第34回庭野平和賞贈呈式 ムニブ・A・ユナン師 受賞記念講演
宗教は、それ自体が政治を構成する要素であり続けています。このことには、地域的な、世界的な意味合いがあります。ある有名なアメリカの政治家が語ったように、「政治はすべからく地元第一」です。世界中の多くのコミュニティーでは、宗教的信念は公の論議の場においてますます大きな影響を与えるようになっています。
身近な地域で、世界の出来事の中で、宗教がマイナスの役割しか果たしていないと見る社会が数多くあります。近年は、多くの過激な集団が聖典から章句を抜き出し、それを合理的な文脈から切り離して読み上げては一般化させて、他者に対する迫害を正当化しています。また、政治家が、民衆扇動やポピュリズムを使って過激主義を支持したり反対したりすることによって、過激主義を利用しようとしています。
政治的な利益と宗教的に是認されたかのような過激主義との連携は、危険な傾向です。それは特に中東において危険です。過激主義は一つの宗教のみに結び付けられるものではありません。どの宗教も過激主義を独占することはできません。エルサレムでは、聖書の名において土地を占有しようとするユダヤ人入植者と、その入植者の行為を大挙して支持しようとする政治家の過激主義に、日々、私たちはさらされています。私たちは、イスラームの極度な解釈こそが、強力で世俗的な権力を持つ敵に対抗する手段であると考えるムスリムに挑まれています。そして、時の終わり、ハルマゲドンがいつかそこで起きるであろうと思い描いて私たちの都にやって来たクリスチャン・シオニストに挑まれているのです。そうした人々が、エルサレムのみならず、世界全体で、終末論的な戦争が起きることを望んでいることに、私は警鐘を鳴らしたいと思います。
しかし、私たちが知っているのは、宗教の核心に二つの愛の呼びかけがあることです。それは、「心を尽くし、精神を尽くし、思いを尽くして、あなたの神である主を愛しなさい」(マタイによる福音書22章37節)と「隣人を自分のように愛しなさい」(マタイによる福音書22章39節)との呼びかけです。この統合されたメッセージは、世界の138人のイスラーム学者によって署名され、2007年に発行された共通の言葉の文書を通して、世の人々に気づきを与えました。クルアーンを含む聖典のメッセージの核心は、「神を愛する」そして「隣人を愛する」という二つの掟(おきて)に要約されると、その文書は宣言しています。
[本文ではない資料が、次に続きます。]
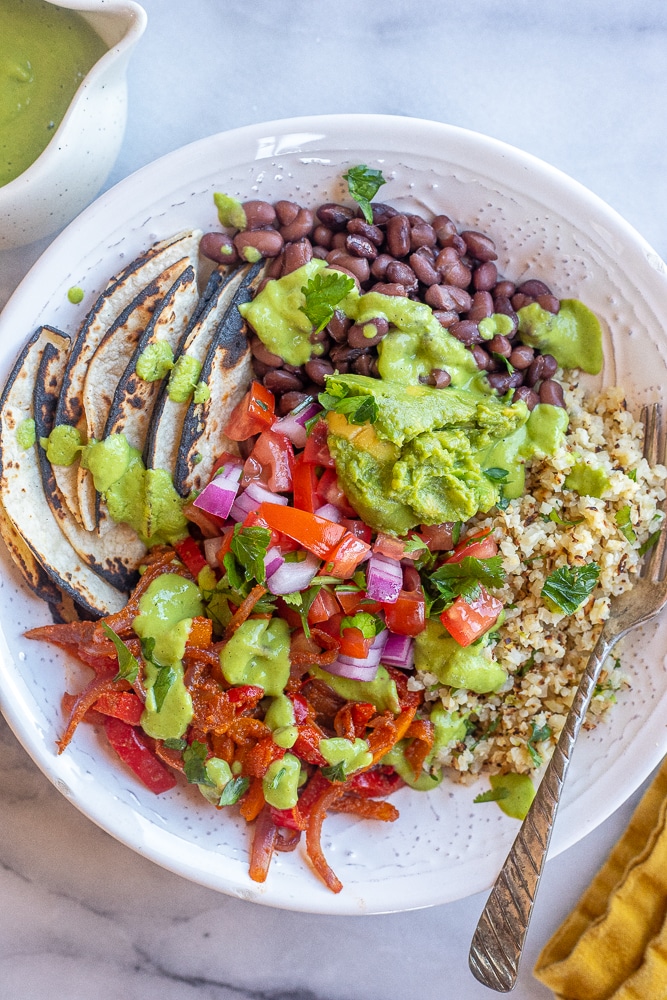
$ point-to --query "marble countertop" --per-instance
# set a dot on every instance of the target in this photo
(583, 86)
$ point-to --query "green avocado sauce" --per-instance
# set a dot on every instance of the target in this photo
(166, 611)
(45, 52)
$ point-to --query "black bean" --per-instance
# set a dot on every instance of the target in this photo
(317, 368)
(500, 345)
(258, 214)
(522, 357)
(358, 334)
(552, 392)
(218, 247)
(360, 246)
(280, 381)
(549, 366)
(335, 217)
(529, 396)
(398, 235)
(479, 246)
(466, 331)
(361, 228)
(424, 269)
(338, 326)
(295, 255)
(402, 274)
(254, 243)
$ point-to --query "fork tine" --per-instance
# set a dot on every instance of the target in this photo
(655, 452)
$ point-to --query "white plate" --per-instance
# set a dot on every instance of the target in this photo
(545, 225)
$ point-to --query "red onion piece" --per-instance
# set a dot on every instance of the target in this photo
(330, 512)
(293, 425)
(384, 579)
(218, 497)
(293, 575)
(399, 651)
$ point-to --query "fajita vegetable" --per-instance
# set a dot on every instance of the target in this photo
(370, 538)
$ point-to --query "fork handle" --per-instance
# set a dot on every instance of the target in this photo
(500, 934)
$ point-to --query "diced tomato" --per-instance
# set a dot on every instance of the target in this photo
(201, 632)
(357, 528)
(343, 560)
(323, 607)
(352, 601)
(122, 705)
(191, 556)
(304, 486)
(438, 537)
(254, 414)
(316, 450)
(479, 546)
(270, 462)
(376, 783)
(408, 615)
(131, 749)
(467, 622)
(329, 489)
(353, 643)
(245, 696)
(387, 545)
(307, 745)
(314, 533)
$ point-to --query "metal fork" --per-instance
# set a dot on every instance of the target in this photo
(497, 943)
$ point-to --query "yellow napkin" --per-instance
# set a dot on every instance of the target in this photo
(613, 946)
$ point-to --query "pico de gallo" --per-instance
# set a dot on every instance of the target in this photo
(268, 656)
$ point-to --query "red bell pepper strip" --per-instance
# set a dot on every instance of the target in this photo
(304, 486)
(466, 622)
(190, 555)
(316, 450)
(129, 745)
(314, 533)
(122, 705)
(254, 414)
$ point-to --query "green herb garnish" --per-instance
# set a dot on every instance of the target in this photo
(322, 294)
(568, 587)
(128, 666)
(363, 183)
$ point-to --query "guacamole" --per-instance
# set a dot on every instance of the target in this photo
(425, 457)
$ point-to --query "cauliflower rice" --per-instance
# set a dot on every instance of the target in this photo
(544, 652)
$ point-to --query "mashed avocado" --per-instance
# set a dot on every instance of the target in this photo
(424, 458)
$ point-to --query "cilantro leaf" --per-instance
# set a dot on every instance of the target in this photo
(492, 795)
(194, 764)
(624, 523)
(336, 772)
(128, 667)
(233, 791)
(164, 680)
(322, 294)
(369, 625)
(567, 588)
(363, 183)
(357, 409)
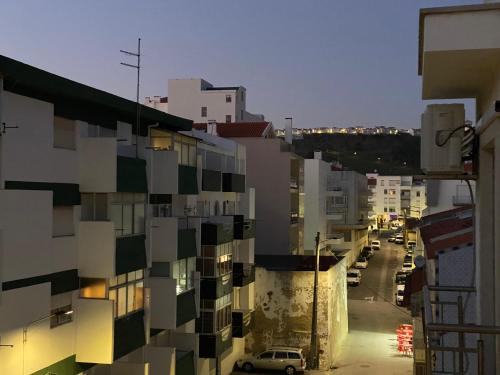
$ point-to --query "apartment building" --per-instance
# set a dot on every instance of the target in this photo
(347, 213)
(200, 101)
(122, 252)
(394, 197)
(467, 39)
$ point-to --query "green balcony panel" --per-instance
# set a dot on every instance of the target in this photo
(243, 228)
(131, 175)
(243, 322)
(216, 287)
(211, 180)
(212, 346)
(186, 243)
(186, 307)
(67, 366)
(184, 362)
(232, 182)
(243, 274)
(130, 253)
(63, 194)
(216, 233)
(129, 334)
(188, 180)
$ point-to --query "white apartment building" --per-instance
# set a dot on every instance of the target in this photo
(202, 102)
(393, 197)
(120, 253)
(458, 59)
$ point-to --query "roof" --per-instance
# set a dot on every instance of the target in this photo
(295, 262)
(447, 234)
(260, 129)
(444, 10)
(77, 101)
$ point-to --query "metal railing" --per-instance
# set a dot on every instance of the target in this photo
(441, 356)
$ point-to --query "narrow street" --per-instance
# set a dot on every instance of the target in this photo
(371, 346)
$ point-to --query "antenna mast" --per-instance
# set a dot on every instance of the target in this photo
(138, 67)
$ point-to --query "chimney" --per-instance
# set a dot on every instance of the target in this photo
(288, 131)
(212, 127)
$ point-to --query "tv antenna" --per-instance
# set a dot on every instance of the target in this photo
(138, 67)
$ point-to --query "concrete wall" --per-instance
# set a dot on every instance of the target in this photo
(272, 185)
(283, 311)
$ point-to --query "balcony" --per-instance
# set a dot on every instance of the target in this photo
(129, 334)
(169, 242)
(216, 287)
(188, 180)
(212, 346)
(243, 322)
(170, 309)
(102, 255)
(216, 233)
(97, 165)
(131, 175)
(164, 178)
(243, 274)
(211, 180)
(461, 200)
(232, 182)
(243, 229)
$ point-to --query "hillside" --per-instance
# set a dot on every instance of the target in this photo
(386, 154)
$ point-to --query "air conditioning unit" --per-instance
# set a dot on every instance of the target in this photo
(441, 139)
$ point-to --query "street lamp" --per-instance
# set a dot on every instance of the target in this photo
(25, 328)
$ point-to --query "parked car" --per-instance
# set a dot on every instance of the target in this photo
(400, 295)
(407, 267)
(400, 278)
(367, 252)
(281, 358)
(399, 239)
(353, 276)
(361, 262)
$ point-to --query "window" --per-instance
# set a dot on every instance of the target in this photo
(60, 316)
(183, 274)
(127, 213)
(62, 221)
(94, 207)
(64, 133)
(127, 292)
(216, 261)
(92, 288)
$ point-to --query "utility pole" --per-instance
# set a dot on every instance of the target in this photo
(313, 352)
(138, 67)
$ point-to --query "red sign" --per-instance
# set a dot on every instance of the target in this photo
(405, 339)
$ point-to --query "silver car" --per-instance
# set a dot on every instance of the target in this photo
(289, 360)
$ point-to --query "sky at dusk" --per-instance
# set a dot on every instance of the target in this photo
(324, 62)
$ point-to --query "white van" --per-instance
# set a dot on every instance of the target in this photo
(353, 276)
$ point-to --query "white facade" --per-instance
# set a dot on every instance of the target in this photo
(200, 101)
(391, 196)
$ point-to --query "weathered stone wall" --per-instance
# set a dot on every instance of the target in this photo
(283, 311)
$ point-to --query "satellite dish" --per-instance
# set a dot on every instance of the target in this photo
(419, 261)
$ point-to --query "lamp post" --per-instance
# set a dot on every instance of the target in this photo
(25, 328)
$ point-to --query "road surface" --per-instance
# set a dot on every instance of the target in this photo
(371, 346)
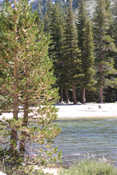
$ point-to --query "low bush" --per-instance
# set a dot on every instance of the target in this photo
(90, 168)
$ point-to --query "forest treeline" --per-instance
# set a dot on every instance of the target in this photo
(83, 49)
(82, 46)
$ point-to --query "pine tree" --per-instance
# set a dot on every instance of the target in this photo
(86, 44)
(72, 63)
(104, 46)
(29, 80)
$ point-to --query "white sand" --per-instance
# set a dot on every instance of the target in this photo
(88, 110)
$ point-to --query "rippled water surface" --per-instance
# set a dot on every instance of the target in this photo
(84, 139)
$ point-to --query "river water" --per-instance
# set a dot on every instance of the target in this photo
(88, 139)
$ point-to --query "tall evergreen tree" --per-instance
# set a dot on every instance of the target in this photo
(86, 44)
(72, 62)
(104, 46)
(28, 81)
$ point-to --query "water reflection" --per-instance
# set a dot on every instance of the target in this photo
(84, 139)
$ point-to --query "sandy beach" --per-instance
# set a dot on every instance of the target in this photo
(81, 111)
(88, 110)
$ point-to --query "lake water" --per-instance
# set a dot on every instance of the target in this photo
(88, 139)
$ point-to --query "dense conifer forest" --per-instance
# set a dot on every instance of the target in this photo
(83, 48)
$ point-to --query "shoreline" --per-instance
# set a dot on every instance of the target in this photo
(87, 111)
(80, 111)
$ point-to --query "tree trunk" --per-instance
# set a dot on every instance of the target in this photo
(84, 96)
(66, 96)
(26, 111)
(101, 95)
(61, 94)
(74, 94)
(13, 142)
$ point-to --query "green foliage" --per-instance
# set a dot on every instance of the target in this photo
(28, 84)
(91, 168)
(105, 46)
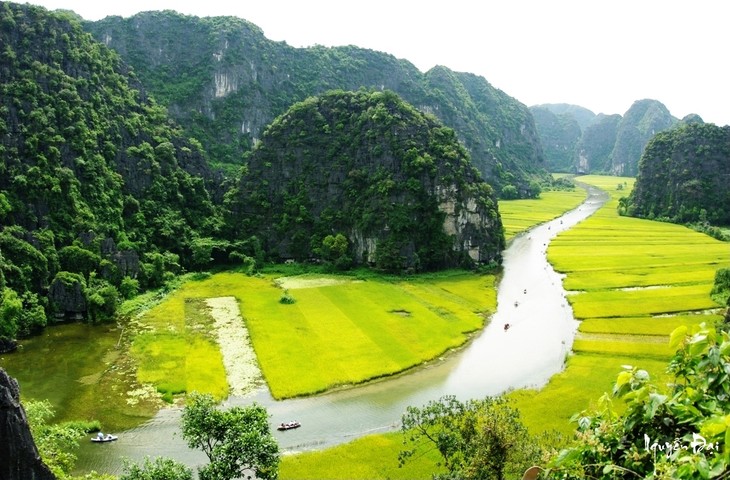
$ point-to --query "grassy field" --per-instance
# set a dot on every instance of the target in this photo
(520, 215)
(634, 281)
(360, 329)
(619, 264)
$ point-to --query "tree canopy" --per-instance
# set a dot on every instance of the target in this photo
(237, 441)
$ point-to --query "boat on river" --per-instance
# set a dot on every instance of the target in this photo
(288, 425)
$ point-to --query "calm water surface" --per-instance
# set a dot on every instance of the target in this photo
(530, 299)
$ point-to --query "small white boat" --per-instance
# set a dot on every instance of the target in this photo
(288, 425)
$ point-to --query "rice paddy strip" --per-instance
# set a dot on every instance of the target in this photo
(520, 215)
(360, 329)
(239, 359)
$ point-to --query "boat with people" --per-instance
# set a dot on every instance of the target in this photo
(289, 425)
(101, 438)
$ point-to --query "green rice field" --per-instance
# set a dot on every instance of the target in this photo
(361, 329)
(520, 215)
(634, 281)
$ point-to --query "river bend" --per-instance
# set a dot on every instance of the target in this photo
(530, 298)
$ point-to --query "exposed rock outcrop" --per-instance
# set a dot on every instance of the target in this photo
(369, 166)
(19, 457)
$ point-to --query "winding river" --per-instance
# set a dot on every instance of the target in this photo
(530, 299)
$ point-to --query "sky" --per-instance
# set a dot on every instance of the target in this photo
(600, 54)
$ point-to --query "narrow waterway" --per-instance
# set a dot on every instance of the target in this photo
(531, 300)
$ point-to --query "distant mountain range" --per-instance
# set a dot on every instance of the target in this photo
(576, 140)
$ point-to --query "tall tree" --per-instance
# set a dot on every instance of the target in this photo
(476, 439)
(238, 441)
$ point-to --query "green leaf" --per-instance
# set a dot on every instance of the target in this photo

この愛すること、受け入れることという宗教的な誓いのメッセージは、チャールズ・キンボールが示した宗教が邪悪になるときに現れる「五つの警告サイン」とは対照的で、くっきりと際立っています。宗教的信仰が、神を愛し隣人を愛するというのではなく、邪悪に向かった時は、(1)絶対的真理の主張、(2)理性や分別を欠いた従順、(3)「理想」の時代建設の努力、(4)終末論的期待によるあらゆる手段の正当化、そして(5)聖戦の布告という兆候が表れます。こうした有害な宗教的信仰の五つの特徴は、「伝統に根差した包容力のある信仰」という見解によって脅かされると、キンボールは考えます。「神を愛せ」と主張しても実際は隣人を憎んでいるような過激主義者というのは、真の宗教から堕落した人たちです。「『神を愛している』と言いながら兄弟を憎む者がいれば、それは偽り者です。目に見える兄弟を愛さない者は、目に見えない神を愛することができません」(ヨハネの手紙一 4章20節)とあるように、残念ながら私たちの世界には多くの偽り者がいます。